Um dia vivi num lugar pequenino e talvez feio, que nunca foi estranho. E todo um chão em malmequeres. Podia parecer uma metáfora no mosaico da memória. Mas é rigor. Longe. Um lugar longe de tudo. E que nunca foi estranho. Com alguém que nunca foi estranho e até hoje está ali. A uma distância em quilómetros e em meses que nunca foi mais matéria do que isso. Que o tempo tem inexoravelmente diluído do quotidiano e está ainda, mesmo assim ao alcance. Deixou-me e ao lugar, num dia em que o ar e o mundo precisava de estabelecer regras de distância física mas só, um manuscrito. Folhas de uma caligrafia azul, reconhecível e tatuada do gesto, em folhas grandes e pautadas de finas linhas. Azuis. Como eram dantes.
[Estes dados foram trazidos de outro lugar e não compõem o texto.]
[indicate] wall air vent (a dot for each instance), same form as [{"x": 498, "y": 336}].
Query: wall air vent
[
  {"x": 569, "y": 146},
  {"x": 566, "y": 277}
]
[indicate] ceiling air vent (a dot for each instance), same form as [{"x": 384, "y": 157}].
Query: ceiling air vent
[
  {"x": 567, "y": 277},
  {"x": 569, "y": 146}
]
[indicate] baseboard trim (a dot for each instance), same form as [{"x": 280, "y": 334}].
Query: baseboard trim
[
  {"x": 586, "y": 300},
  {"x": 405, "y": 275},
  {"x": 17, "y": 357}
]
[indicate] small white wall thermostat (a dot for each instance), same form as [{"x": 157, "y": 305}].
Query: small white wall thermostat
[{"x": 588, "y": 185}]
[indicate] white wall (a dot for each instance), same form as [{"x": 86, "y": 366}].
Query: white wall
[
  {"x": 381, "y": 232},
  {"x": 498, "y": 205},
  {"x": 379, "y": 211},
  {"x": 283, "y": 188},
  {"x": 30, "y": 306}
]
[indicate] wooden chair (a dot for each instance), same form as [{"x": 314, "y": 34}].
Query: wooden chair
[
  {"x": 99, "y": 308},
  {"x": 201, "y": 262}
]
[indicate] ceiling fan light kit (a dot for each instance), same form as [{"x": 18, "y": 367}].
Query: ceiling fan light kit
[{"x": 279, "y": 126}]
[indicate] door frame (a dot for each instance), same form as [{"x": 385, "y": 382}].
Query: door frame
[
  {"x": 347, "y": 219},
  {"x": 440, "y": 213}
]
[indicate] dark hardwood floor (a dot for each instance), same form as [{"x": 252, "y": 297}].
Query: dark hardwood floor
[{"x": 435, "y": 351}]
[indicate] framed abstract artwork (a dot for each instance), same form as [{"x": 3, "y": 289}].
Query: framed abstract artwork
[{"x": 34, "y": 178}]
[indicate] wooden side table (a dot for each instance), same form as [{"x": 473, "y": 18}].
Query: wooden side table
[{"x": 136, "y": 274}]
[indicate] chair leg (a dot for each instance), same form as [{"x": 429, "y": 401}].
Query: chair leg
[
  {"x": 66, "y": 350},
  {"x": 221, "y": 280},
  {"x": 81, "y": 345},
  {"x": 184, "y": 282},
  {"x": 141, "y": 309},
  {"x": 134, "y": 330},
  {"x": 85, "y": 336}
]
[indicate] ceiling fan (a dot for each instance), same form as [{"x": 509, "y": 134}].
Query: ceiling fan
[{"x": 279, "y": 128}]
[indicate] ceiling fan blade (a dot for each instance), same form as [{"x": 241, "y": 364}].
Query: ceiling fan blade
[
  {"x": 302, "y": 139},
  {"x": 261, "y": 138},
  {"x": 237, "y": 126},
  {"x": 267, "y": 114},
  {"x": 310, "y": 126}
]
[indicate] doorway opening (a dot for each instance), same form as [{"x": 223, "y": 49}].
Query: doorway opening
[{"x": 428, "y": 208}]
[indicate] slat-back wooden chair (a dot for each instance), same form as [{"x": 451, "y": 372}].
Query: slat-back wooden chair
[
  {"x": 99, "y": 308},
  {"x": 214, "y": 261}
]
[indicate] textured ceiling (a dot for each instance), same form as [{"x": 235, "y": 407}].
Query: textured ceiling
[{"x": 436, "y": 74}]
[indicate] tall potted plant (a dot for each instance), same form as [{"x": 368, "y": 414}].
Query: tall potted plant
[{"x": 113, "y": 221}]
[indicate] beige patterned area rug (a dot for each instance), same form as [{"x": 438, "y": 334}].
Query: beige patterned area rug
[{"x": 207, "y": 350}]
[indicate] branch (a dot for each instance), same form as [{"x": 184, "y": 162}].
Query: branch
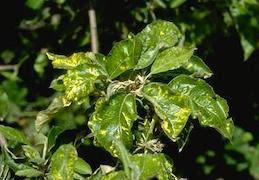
[{"x": 93, "y": 30}]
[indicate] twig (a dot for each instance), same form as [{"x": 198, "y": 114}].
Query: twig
[{"x": 93, "y": 29}]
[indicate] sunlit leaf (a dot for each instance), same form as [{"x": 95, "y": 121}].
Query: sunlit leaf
[
  {"x": 13, "y": 134},
  {"x": 152, "y": 165},
  {"x": 64, "y": 62},
  {"x": 209, "y": 108},
  {"x": 32, "y": 153},
  {"x": 197, "y": 67},
  {"x": 63, "y": 162},
  {"x": 155, "y": 36},
  {"x": 171, "y": 59},
  {"x": 169, "y": 106},
  {"x": 46, "y": 115},
  {"x": 115, "y": 176},
  {"x": 113, "y": 119},
  {"x": 123, "y": 56},
  {"x": 30, "y": 173},
  {"x": 53, "y": 135},
  {"x": 82, "y": 167}
]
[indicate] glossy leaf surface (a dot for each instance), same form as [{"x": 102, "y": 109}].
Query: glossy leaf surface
[
  {"x": 209, "y": 108},
  {"x": 31, "y": 153},
  {"x": 63, "y": 162},
  {"x": 82, "y": 167},
  {"x": 123, "y": 56},
  {"x": 169, "y": 106},
  {"x": 152, "y": 166},
  {"x": 13, "y": 134},
  {"x": 157, "y": 35},
  {"x": 197, "y": 67},
  {"x": 30, "y": 173},
  {"x": 64, "y": 62},
  {"x": 113, "y": 119},
  {"x": 171, "y": 59},
  {"x": 47, "y": 114}
]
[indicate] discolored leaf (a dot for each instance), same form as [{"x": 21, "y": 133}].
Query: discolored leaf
[
  {"x": 34, "y": 4},
  {"x": 171, "y": 59},
  {"x": 197, "y": 67},
  {"x": 32, "y": 153},
  {"x": 169, "y": 106},
  {"x": 113, "y": 119},
  {"x": 82, "y": 167},
  {"x": 46, "y": 115},
  {"x": 13, "y": 134},
  {"x": 157, "y": 35},
  {"x": 76, "y": 59},
  {"x": 84, "y": 69},
  {"x": 152, "y": 166},
  {"x": 123, "y": 56},
  {"x": 63, "y": 162},
  {"x": 30, "y": 173},
  {"x": 115, "y": 176},
  {"x": 53, "y": 135},
  {"x": 209, "y": 108}
]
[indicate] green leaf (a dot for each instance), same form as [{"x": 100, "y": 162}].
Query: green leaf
[
  {"x": 63, "y": 162},
  {"x": 34, "y": 4},
  {"x": 198, "y": 68},
  {"x": 253, "y": 169},
  {"x": 152, "y": 165},
  {"x": 76, "y": 59},
  {"x": 13, "y": 134},
  {"x": 246, "y": 18},
  {"x": 176, "y": 3},
  {"x": 46, "y": 115},
  {"x": 30, "y": 173},
  {"x": 115, "y": 176},
  {"x": 82, "y": 167},
  {"x": 4, "y": 104},
  {"x": 169, "y": 106},
  {"x": 171, "y": 59},
  {"x": 113, "y": 119},
  {"x": 79, "y": 83},
  {"x": 157, "y": 35},
  {"x": 209, "y": 108},
  {"x": 32, "y": 153},
  {"x": 40, "y": 64},
  {"x": 123, "y": 56},
  {"x": 52, "y": 136}
]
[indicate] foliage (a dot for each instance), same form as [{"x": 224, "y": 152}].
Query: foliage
[
  {"x": 128, "y": 106},
  {"x": 61, "y": 26}
]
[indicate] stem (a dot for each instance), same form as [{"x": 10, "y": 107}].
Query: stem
[
  {"x": 45, "y": 148},
  {"x": 9, "y": 67},
  {"x": 93, "y": 29}
]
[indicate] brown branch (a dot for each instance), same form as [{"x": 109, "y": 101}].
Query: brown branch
[{"x": 93, "y": 30}]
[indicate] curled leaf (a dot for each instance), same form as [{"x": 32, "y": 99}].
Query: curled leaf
[
  {"x": 63, "y": 162},
  {"x": 209, "y": 108},
  {"x": 113, "y": 119},
  {"x": 155, "y": 36},
  {"x": 169, "y": 106}
]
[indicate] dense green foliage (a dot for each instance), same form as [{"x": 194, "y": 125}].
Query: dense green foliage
[
  {"x": 62, "y": 27},
  {"x": 120, "y": 96}
]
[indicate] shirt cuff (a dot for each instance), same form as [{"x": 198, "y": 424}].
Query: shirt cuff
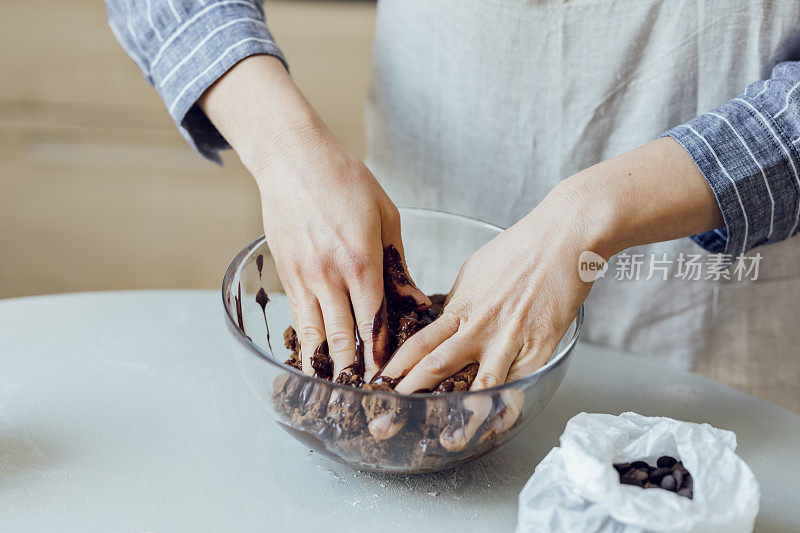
[
  {"x": 748, "y": 162},
  {"x": 196, "y": 55}
]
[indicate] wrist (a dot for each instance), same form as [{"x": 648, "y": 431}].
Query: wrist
[
  {"x": 261, "y": 113},
  {"x": 593, "y": 211}
]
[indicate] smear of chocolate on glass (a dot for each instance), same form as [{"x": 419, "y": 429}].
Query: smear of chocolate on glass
[
  {"x": 262, "y": 299},
  {"x": 238, "y": 301},
  {"x": 259, "y": 264}
]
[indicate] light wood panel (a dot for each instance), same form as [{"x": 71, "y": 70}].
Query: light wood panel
[{"x": 97, "y": 188}]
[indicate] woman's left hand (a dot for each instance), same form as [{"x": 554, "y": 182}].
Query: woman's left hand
[{"x": 510, "y": 305}]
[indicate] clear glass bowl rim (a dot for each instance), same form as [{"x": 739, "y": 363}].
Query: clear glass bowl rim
[{"x": 522, "y": 382}]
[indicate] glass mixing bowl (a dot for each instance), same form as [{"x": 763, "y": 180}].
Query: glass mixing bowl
[{"x": 333, "y": 419}]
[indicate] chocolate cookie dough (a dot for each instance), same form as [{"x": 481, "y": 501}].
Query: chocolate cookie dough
[{"x": 335, "y": 421}]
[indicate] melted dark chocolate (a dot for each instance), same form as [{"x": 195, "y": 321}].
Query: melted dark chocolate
[
  {"x": 380, "y": 336},
  {"x": 321, "y": 362},
  {"x": 238, "y": 300},
  {"x": 259, "y": 264},
  {"x": 262, "y": 299}
]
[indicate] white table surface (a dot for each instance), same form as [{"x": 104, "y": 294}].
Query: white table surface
[{"x": 125, "y": 412}]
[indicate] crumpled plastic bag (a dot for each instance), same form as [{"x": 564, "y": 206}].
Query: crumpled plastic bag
[{"x": 575, "y": 487}]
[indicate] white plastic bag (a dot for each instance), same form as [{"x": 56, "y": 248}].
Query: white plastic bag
[{"x": 575, "y": 487}]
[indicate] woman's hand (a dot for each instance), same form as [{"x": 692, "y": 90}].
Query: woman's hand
[
  {"x": 326, "y": 218},
  {"x": 514, "y": 298},
  {"x": 510, "y": 305}
]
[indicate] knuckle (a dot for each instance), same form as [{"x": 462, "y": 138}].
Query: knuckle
[
  {"x": 341, "y": 341},
  {"x": 310, "y": 333},
  {"x": 434, "y": 363},
  {"x": 365, "y": 329},
  {"x": 486, "y": 380},
  {"x": 354, "y": 262}
]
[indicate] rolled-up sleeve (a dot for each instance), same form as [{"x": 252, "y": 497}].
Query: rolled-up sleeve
[
  {"x": 747, "y": 150},
  {"x": 184, "y": 46}
]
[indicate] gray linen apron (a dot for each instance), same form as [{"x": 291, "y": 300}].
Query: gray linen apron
[{"x": 480, "y": 107}]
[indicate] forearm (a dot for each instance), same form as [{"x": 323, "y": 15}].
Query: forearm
[
  {"x": 260, "y": 111},
  {"x": 650, "y": 194}
]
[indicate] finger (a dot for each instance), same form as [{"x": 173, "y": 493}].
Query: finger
[
  {"x": 371, "y": 318},
  {"x": 532, "y": 356},
  {"x": 494, "y": 365},
  {"x": 419, "y": 345},
  {"x": 506, "y": 414},
  {"x": 400, "y": 287},
  {"x": 311, "y": 334},
  {"x": 445, "y": 360},
  {"x": 340, "y": 333}
]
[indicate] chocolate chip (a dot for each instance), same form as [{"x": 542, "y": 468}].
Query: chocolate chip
[
  {"x": 668, "y": 483},
  {"x": 621, "y": 468},
  {"x": 636, "y": 476},
  {"x": 657, "y": 474}
]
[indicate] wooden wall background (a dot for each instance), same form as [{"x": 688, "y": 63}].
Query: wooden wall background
[{"x": 98, "y": 190}]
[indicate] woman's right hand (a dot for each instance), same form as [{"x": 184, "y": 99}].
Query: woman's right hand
[{"x": 326, "y": 217}]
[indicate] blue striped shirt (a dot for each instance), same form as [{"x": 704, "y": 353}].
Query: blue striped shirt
[{"x": 747, "y": 149}]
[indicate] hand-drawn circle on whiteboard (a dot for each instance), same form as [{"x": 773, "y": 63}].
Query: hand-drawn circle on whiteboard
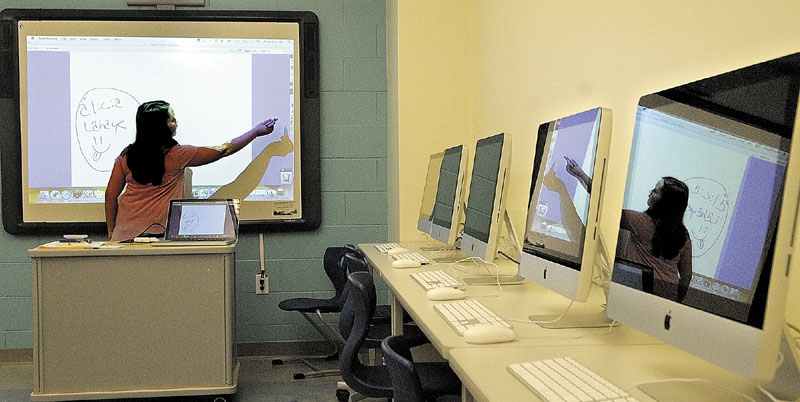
[
  {"x": 104, "y": 125},
  {"x": 707, "y": 214},
  {"x": 189, "y": 222}
]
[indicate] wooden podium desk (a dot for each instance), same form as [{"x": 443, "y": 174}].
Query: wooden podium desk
[
  {"x": 514, "y": 304},
  {"x": 485, "y": 377},
  {"x": 136, "y": 321}
]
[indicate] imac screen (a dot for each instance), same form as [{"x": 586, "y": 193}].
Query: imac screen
[
  {"x": 446, "y": 208},
  {"x": 486, "y": 205},
  {"x": 483, "y": 187},
  {"x": 81, "y": 81},
  {"x": 700, "y": 259},
  {"x": 720, "y": 180},
  {"x": 562, "y": 177}
]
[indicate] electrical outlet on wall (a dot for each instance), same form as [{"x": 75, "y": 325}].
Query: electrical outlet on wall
[{"x": 259, "y": 285}]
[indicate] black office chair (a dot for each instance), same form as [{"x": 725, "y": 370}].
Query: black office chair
[
  {"x": 354, "y": 325},
  {"x": 356, "y": 261},
  {"x": 310, "y": 307},
  {"x": 416, "y": 382}
]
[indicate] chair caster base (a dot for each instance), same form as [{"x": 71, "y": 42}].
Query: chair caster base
[{"x": 342, "y": 395}]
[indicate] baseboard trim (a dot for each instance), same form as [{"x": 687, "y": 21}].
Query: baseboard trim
[
  {"x": 284, "y": 348},
  {"x": 21, "y": 355},
  {"x": 244, "y": 350}
]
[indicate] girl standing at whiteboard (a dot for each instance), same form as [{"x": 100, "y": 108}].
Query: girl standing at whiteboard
[{"x": 152, "y": 170}]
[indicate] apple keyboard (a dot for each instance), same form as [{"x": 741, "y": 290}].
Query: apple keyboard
[
  {"x": 385, "y": 247},
  {"x": 465, "y": 314},
  {"x": 435, "y": 279},
  {"x": 564, "y": 379},
  {"x": 421, "y": 259}
]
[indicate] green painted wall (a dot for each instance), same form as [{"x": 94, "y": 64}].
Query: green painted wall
[{"x": 354, "y": 194}]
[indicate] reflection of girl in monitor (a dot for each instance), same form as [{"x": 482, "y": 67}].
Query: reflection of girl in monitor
[{"x": 658, "y": 238}]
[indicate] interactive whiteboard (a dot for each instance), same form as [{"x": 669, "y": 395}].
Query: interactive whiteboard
[{"x": 79, "y": 76}]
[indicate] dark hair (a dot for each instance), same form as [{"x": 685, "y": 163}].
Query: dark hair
[
  {"x": 153, "y": 141},
  {"x": 667, "y": 212}
]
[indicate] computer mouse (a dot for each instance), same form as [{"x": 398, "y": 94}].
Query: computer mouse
[
  {"x": 397, "y": 250},
  {"x": 483, "y": 334},
  {"x": 405, "y": 263},
  {"x": 445, "y": 294}
]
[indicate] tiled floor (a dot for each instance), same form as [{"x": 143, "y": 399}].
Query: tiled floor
[{"x": 259, "y": 381}]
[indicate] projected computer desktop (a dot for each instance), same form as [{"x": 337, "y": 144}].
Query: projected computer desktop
[
  {"x": 560, "y": 233},
  {"x": 83, "y": 73},
  {"x": 699, "y": 262}
]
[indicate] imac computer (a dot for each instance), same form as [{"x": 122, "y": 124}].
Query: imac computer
[
  {"x": 699, "y": 263},
  {"x": 486, "y": 213},
  {"x": 429, "y": 193},
  {"x": 448, "y": 206},
  {"x": 558, "y": 249}
]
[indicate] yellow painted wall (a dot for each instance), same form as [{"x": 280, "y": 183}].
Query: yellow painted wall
[
  {"x": 531, "y": 61},
  {"x": 430, "y": 71}
]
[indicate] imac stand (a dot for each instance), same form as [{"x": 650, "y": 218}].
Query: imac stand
[
  {"x": 580, "y": 320},
  {"x": 516, "y": 255},
  {"x": 583, "y": 320},
  {"x": 454, "y": 247}
]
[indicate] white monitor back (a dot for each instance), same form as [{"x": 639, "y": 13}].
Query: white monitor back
[
  {"x": 429, "y": 192},
  {"x": 487, "y": 196}
]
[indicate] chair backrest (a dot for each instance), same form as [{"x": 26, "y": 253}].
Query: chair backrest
[
  {"x": 405, "y": 379},
  {"x": 356, "y": 251},
  {"x": 332, "y": 263},
  {"x": 354, "y": 263},
  {"x": 354, "y": 324}
]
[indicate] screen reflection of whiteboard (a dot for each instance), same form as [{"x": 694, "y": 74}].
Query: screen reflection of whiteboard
[
  {"x": 734, "y": 183},
  {"x": 571, "y": 139}
]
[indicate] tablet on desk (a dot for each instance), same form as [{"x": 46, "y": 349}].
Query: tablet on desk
[{"x": 200, "y": 222}]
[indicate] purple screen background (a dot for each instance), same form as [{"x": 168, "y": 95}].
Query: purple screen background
[
  {"x": 750, "y": 223},
  {"x": 49, "y": 127}
]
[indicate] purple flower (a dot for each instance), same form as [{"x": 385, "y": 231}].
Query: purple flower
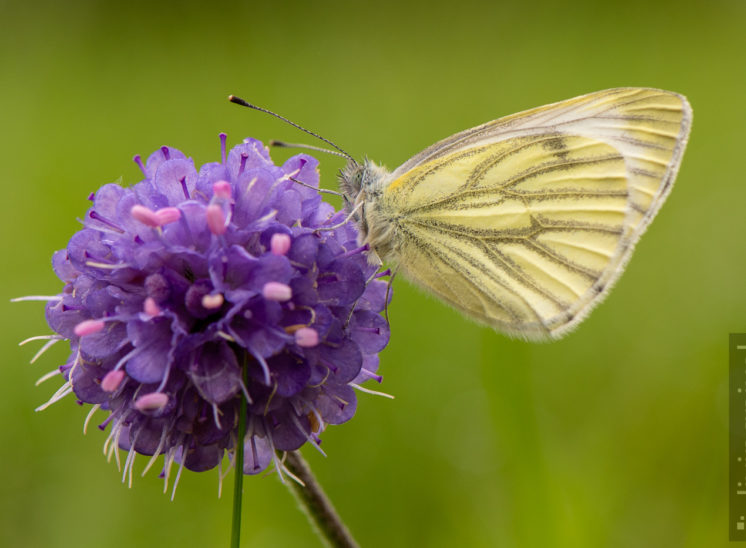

Um ensaio sobre a angústia. “A superação da angústia”. Escrito em dias a dois metros de mim porque o lugar não esticava mais de pequenino. Mas com toda a distância entre mim e o segredo das palavras a cair lentamente nas folhas, como gotas, de folhas, muito depois da chuva. Da angústia. Que era necessária verter num espaço curto. Em palavras ditas. Contadas. No espaço curto longitudinal, com o abismo pelo meio. Em si. Escritas, durante anos e anos não li. É esse o lugar estranho do amor. Um. Ou estranheza é o lugar em si. Para além da ética ou da estética. Quando visto do lado de dentro, umas vezes. Ou quando visto de fora e outro. Estranheza é um lugar. Que é um não lugar. Por isso. Não o amor. Lugar entranhado de si. O lugar estranho do amor, de tanto ser estranho não ser lugar nem estranho, mas ser em si.